Mittwoch, 28. Dezember 2011

Pst, etappt beim Lügen

Noch vor ein paar Monaten/Tagen: Jubel, Jubel, Jubel ... immer währender Jubel, die Menschen arbeiten länger. Immer mehr ältere Menschen sind in Arbeit. Sie wollen einfach arbeiten. Sie werden schließlich auch gebraucht, da ein Fachkräftemangel herrscht und einige Unternehmen stellen sich schon auf ihre immer älter werdende Arbeitnehmerschaft ein. Jubel, Jubel, Jubel ... Und alles hat Frau Merkel und Frau von der Leyen in die Wege geleitet. Ein Leben in Arbeit, ein Leben in Würde ... Jubel, Jubel, Jubel ...

Leider - wie ich immer vermutete - sieht die Wirklichkeit doch ganz anders aus. Jeder 2. Arbeitnehmer geht vorzeitig in Rente, berichtet der Stern und alle anderen Medien auch.

Oh-mann-oh-mann - da wollen die Arbeitnehmer wohl doch nicht so wie Frau Merkel und Frau von der Leyen. Sie wollen endlich aus der Tretmühle heraus. Sie haben es satt, sich von früh bis abends bevormunden zu lassen, sich als Objekt, statt als Subjekt zu fühlen, nur Kostenfaktor zu sein und sie haben es satt, wenn die Chefs auf ihren Qualifikationen und Erfahrungen scheißen. Immer weniger Leute müssen immer mehr arbeiten. Da ist wohl jeder froh, wenn er endlich alles dem Chef vor die Füße schmeißen kann. Altersarmut hin oder her. Und sie sind dazu verdonnert altersarm zu sein.
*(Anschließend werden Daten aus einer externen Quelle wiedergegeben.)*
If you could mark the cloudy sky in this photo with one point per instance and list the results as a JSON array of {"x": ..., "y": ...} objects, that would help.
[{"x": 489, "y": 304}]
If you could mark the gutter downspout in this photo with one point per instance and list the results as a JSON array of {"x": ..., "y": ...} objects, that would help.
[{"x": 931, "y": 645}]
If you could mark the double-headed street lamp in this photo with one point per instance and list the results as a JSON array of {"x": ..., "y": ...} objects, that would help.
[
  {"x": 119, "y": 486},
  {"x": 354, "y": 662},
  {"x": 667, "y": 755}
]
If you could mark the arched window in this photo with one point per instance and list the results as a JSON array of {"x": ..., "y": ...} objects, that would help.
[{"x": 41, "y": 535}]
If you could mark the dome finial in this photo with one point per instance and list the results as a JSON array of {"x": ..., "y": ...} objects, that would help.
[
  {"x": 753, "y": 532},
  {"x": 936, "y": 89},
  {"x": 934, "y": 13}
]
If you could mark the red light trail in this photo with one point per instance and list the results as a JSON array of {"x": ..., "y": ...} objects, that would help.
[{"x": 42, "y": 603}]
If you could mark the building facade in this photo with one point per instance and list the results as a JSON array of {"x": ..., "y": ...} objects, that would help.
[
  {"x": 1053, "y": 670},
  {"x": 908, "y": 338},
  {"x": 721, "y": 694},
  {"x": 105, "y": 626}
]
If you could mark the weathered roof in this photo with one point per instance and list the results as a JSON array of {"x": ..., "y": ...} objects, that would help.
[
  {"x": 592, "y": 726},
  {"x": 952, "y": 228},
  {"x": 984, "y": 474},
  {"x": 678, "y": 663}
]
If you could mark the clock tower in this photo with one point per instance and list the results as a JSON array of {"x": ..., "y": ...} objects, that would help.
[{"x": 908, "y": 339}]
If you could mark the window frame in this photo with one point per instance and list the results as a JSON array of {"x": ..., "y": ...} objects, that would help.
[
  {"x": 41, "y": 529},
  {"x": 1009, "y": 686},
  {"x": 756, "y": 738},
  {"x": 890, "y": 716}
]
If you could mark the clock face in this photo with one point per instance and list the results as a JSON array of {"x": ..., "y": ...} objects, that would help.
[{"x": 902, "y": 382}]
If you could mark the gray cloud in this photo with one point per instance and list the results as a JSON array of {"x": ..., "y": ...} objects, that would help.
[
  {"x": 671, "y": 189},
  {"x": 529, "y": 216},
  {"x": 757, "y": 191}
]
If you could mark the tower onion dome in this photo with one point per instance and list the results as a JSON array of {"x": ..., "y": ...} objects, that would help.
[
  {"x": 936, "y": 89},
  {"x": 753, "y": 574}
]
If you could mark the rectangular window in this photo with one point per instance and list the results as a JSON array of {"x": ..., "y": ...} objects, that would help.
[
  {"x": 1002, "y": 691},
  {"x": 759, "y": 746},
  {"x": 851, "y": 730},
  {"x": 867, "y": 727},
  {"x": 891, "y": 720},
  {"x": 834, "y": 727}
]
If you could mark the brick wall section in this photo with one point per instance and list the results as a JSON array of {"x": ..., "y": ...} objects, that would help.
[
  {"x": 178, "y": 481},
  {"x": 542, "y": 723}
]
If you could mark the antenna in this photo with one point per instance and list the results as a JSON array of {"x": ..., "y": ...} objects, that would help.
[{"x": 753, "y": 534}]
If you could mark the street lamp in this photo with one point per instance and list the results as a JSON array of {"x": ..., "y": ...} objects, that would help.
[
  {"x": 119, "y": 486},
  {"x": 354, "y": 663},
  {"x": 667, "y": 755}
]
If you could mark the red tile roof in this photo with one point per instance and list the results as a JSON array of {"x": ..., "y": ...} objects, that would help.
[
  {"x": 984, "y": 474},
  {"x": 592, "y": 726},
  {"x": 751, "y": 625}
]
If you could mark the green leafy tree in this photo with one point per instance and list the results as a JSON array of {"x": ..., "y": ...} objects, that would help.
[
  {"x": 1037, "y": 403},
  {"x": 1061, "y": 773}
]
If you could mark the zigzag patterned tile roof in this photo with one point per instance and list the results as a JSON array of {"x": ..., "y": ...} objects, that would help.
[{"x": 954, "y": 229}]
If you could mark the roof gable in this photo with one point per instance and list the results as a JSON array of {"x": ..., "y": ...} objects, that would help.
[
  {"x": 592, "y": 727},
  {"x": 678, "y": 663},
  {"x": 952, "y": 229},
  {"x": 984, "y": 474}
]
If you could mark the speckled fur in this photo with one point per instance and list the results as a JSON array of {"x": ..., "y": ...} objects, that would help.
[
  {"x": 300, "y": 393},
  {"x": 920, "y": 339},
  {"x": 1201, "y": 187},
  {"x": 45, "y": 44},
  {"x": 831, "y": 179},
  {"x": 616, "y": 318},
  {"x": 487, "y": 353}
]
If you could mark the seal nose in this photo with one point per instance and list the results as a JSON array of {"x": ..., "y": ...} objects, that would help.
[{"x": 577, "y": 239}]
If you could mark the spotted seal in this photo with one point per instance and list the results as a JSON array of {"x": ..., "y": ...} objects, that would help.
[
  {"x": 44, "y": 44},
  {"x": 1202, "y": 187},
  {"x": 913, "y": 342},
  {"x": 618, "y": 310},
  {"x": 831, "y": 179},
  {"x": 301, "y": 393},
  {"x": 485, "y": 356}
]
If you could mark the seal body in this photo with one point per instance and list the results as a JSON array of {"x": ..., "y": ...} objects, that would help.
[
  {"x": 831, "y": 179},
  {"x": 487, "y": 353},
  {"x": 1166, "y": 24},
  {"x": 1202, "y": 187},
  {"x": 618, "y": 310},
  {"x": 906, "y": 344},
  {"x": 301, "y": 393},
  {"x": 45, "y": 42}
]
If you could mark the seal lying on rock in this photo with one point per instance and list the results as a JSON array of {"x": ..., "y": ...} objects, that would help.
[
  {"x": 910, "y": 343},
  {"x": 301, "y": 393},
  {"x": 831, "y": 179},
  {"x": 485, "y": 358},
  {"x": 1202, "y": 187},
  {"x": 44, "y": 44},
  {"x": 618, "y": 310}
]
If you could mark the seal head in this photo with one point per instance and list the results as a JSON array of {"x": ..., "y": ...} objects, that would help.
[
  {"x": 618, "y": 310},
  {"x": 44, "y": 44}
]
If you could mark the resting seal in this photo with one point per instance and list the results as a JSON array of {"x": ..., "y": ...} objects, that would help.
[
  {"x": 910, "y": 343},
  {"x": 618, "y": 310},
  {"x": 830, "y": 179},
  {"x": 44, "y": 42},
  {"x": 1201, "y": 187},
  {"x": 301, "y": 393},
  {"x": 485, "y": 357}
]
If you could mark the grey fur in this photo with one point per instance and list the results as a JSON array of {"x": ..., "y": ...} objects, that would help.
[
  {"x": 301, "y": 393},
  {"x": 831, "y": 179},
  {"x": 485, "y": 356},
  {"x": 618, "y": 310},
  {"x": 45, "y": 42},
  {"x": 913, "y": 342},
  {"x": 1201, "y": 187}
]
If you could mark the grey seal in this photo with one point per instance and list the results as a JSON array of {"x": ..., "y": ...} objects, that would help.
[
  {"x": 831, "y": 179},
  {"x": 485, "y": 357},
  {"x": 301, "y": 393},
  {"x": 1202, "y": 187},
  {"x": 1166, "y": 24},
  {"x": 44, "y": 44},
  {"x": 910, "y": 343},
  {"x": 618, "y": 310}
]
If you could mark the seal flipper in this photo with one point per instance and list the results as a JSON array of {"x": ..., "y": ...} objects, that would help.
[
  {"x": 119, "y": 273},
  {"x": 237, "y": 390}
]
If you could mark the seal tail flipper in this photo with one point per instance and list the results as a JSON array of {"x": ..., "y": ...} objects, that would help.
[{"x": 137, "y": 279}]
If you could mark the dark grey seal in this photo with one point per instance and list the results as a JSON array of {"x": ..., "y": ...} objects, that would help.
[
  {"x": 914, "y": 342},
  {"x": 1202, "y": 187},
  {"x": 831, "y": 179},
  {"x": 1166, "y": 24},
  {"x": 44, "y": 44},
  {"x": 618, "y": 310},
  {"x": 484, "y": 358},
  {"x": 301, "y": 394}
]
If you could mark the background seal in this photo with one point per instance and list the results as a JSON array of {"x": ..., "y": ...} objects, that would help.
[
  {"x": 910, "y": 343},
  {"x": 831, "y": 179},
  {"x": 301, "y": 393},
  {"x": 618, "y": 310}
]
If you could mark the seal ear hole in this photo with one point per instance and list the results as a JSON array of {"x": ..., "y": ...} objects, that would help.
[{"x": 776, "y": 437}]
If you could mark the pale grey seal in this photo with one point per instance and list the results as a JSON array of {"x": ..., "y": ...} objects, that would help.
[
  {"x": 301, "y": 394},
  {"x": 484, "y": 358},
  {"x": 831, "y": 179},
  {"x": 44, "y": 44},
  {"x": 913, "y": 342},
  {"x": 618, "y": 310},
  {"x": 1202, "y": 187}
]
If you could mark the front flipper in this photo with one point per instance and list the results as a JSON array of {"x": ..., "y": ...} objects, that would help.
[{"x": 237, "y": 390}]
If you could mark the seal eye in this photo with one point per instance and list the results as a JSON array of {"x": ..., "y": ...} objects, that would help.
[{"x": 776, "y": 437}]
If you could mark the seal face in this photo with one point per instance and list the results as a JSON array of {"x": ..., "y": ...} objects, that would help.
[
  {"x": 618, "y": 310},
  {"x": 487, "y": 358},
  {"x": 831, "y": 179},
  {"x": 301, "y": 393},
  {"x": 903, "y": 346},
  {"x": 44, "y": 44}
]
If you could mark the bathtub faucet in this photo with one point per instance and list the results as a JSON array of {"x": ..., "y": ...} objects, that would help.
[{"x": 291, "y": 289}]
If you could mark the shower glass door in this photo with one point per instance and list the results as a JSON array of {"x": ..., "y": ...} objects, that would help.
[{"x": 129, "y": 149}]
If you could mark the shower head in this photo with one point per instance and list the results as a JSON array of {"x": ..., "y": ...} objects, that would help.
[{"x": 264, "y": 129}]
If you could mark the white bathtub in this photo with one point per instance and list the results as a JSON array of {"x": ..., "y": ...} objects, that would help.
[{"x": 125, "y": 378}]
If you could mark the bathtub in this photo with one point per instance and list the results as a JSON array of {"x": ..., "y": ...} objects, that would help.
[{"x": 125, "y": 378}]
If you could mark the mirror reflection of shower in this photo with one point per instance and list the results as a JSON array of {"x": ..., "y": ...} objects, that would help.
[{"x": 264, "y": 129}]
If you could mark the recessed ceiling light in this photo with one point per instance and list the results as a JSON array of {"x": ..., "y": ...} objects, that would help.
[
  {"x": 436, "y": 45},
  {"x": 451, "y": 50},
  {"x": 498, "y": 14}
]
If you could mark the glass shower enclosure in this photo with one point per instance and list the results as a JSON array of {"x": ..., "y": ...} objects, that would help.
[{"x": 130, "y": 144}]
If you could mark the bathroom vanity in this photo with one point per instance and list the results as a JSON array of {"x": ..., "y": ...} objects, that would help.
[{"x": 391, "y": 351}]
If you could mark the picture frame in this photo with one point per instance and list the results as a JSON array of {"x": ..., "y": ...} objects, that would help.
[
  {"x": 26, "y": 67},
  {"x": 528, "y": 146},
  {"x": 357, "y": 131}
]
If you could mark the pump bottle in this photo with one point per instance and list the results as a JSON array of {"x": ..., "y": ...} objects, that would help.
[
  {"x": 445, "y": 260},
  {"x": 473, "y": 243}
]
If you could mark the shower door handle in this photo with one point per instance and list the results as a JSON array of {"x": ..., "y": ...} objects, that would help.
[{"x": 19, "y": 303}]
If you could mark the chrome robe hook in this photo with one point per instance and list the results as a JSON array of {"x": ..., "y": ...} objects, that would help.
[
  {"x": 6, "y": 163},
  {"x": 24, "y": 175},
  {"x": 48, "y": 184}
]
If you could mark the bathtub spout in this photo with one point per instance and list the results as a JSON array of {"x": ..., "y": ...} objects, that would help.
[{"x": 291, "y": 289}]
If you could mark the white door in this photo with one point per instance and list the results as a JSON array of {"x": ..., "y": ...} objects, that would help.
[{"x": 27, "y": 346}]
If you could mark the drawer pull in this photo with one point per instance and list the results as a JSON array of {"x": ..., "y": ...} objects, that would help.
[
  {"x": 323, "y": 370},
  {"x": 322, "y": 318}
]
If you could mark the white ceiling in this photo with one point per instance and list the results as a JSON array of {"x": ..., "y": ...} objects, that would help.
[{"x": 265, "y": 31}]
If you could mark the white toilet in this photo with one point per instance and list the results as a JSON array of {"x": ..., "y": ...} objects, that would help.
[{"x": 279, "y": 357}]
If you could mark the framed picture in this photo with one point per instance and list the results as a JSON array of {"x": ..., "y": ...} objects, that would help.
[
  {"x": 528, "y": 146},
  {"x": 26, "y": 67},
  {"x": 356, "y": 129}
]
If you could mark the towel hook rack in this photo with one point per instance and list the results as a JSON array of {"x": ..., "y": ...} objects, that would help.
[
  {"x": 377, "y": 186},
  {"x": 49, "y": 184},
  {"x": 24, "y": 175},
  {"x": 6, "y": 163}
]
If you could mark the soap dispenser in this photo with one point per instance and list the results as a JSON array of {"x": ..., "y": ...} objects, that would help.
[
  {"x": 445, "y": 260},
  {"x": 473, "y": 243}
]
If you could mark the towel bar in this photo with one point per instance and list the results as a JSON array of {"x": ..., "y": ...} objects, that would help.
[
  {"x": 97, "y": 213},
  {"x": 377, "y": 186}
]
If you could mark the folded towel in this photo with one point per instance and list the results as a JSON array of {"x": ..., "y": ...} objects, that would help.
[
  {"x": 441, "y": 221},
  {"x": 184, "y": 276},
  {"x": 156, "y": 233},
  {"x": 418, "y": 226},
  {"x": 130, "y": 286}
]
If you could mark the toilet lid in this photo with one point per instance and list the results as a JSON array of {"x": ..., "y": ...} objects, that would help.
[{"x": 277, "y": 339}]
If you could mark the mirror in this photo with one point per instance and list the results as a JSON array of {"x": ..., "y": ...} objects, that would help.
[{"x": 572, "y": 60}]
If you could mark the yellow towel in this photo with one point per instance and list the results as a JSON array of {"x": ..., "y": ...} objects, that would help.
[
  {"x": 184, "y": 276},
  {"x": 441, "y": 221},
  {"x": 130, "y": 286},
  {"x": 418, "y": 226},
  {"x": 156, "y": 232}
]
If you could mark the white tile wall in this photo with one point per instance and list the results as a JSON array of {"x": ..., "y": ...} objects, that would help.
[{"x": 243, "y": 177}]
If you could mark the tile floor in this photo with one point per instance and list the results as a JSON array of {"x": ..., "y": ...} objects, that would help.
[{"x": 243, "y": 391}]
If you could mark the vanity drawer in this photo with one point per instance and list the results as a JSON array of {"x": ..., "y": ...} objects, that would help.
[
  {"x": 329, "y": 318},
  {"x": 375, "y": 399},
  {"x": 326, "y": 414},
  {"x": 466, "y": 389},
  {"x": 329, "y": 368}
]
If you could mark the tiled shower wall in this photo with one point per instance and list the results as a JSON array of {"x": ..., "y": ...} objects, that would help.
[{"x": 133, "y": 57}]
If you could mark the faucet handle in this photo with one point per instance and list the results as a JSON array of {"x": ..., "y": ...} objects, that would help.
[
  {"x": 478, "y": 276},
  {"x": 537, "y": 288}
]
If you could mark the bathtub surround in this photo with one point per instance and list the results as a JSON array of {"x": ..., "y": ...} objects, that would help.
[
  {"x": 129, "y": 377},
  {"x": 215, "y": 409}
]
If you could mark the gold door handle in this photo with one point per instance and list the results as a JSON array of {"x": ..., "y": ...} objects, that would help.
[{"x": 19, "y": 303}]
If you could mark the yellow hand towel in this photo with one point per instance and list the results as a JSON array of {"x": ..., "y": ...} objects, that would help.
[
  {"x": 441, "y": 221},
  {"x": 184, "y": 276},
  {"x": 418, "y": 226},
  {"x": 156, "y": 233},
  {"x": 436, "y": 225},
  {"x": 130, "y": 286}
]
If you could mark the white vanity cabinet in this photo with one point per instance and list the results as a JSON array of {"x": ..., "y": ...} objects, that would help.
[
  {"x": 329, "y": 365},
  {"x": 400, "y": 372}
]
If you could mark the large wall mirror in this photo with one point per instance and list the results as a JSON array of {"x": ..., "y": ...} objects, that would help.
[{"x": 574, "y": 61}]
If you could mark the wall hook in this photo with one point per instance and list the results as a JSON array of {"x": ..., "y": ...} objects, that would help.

Sie sind dazu verdonnert massenhaft Abschläge in Kauf zu nehmen, nur weil sie nicht mehr wollen oder nicht mehr können.

Immer wird vom Dachdecker gesprochen, der nicht mehr aufs Dach kraxeln kann. Auch Angestellte sind häufig nicht mehr in der Lage, die Anforderungen zu erfüllen, die an sie gestellt werden. Aller paar Monate wird umorganisiert. Heute muss ich das machen, morgen das und übermorgen schon wieder etwas anderes. Die Software im PC taugt selten was, immer wieder wird sie geändert und immer wieder muss umgelernt werden. Wo früher noch 4 Arbeitnehmer in den Büros saßen, sitzen heute nur noch 2, die ein höheres Arbeitspensum als damals 4 erledigen müssen. Anerkennung? Fehlanzeige. Und wenn man krank ist, muss man sich noch 50x entschuldigen, weil man zu faul ist, auf Arbeit zu gehen, denn schließlich sitze man ja nur im Büro, also solle man gefälligst seine Viren mit  dorthin hinschleppen.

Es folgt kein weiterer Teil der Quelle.